Отражение не перестало. Отворачиваюсь. Краем глаза уловил... статичность. ОН в зеркале нарушил синхронность, лишь с едва заметным опозданием повторив моё движение.
— Опять ты за своё.
Ну и как умываться, когда ОН смотрит? А может, ну его, умывание это? Беру из аптечки новый бинт, не разматывая рулон, прикладываю к носу. Шумно и медленно иду мимо двери начальника на кухоньку и обратно. Тот выглянул.
— Долго, долго!
Перемены грядут, они случаются каждый миг. Вот только этого дня оказалось всё же недостаточно.
Хотя кто знает! Всё же ещё впереди. Надежда умирает последней! В отличие от двух других своих сестёр.
Хотя бы погода радовала.
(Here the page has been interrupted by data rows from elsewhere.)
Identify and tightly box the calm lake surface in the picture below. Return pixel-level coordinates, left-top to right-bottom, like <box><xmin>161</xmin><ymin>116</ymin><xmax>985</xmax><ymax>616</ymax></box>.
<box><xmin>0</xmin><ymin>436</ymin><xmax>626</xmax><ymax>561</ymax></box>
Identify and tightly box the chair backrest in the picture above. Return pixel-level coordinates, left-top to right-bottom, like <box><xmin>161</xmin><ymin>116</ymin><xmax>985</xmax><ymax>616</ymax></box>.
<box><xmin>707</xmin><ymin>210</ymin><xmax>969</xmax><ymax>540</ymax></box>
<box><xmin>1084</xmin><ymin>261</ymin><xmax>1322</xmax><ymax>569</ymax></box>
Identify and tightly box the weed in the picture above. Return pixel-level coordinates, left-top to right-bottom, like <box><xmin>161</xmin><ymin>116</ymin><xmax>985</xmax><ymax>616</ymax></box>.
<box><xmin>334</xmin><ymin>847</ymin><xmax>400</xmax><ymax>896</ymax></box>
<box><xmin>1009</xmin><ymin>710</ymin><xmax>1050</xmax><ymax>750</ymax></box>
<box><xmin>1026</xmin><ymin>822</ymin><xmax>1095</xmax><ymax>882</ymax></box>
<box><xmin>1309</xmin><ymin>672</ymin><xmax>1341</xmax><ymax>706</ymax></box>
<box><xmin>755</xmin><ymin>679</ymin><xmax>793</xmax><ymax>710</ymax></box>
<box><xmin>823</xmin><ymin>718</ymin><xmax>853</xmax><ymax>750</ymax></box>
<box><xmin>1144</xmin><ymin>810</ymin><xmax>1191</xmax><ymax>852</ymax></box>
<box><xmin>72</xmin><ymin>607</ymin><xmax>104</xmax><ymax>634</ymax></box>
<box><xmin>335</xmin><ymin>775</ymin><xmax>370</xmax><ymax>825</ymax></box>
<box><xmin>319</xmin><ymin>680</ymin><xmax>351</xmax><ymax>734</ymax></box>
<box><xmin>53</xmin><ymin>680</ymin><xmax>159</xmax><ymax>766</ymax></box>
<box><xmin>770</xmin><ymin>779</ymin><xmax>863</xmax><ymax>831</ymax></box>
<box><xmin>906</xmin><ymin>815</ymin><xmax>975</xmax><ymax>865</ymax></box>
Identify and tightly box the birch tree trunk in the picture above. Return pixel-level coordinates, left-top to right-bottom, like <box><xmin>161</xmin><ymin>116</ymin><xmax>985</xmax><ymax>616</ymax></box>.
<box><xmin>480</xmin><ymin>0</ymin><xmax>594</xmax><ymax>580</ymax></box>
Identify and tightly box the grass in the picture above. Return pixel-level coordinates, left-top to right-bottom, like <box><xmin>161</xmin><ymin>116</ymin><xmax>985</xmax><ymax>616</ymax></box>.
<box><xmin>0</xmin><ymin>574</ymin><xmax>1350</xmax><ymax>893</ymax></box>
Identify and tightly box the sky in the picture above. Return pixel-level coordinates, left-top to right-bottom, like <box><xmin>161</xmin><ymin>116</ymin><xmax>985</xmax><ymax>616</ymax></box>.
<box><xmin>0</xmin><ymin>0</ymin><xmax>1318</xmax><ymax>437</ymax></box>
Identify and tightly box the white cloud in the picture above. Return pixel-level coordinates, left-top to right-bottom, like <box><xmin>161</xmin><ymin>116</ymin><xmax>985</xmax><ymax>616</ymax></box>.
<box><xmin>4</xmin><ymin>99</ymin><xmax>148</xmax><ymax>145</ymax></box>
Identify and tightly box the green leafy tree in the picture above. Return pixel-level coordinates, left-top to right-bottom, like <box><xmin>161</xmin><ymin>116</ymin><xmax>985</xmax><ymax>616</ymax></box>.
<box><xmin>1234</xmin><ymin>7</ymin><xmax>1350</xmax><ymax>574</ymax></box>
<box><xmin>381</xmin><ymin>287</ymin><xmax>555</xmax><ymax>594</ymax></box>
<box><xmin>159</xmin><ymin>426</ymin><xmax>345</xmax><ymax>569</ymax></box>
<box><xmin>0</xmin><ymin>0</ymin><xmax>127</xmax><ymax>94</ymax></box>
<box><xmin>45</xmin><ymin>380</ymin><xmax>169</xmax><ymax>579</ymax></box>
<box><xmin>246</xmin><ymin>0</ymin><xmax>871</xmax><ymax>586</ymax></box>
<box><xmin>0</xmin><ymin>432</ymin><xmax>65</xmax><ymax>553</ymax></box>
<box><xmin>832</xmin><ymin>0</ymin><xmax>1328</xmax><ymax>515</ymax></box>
Вообще мне нравится тепло поздней весны, но это искусственное лето, вышедшее на сцену после заморозков и впадения в спячку комаров... тоже неплохо. Сладкие ароматы духов от разодевшихся в лёгкие платья девушек. Облака клубятся над городом, перекатываясь гигантскими комками теста. Нагоняют аппетит.
Мысли снова вернулись к поиску пути. Что же такого сделать, чтобы на душе стало лучше? С чего начать? Это только на словах человек готов на всё. Дай ему день серой реальности, и он будет в такт с остальными шаркать ногами в очереди к эскалатору метро.
Разговаривать с самим собой как-то тупо. Пробовал, не понравилось. Одно дело, когда голос просто звучит у тебя в голове, и всё меняется, когда ты пытаешься это озвучить самому себе. Зачем? Теряется скорость мысли, появляется неловкость. Собственно, от осознания глупости ситуации.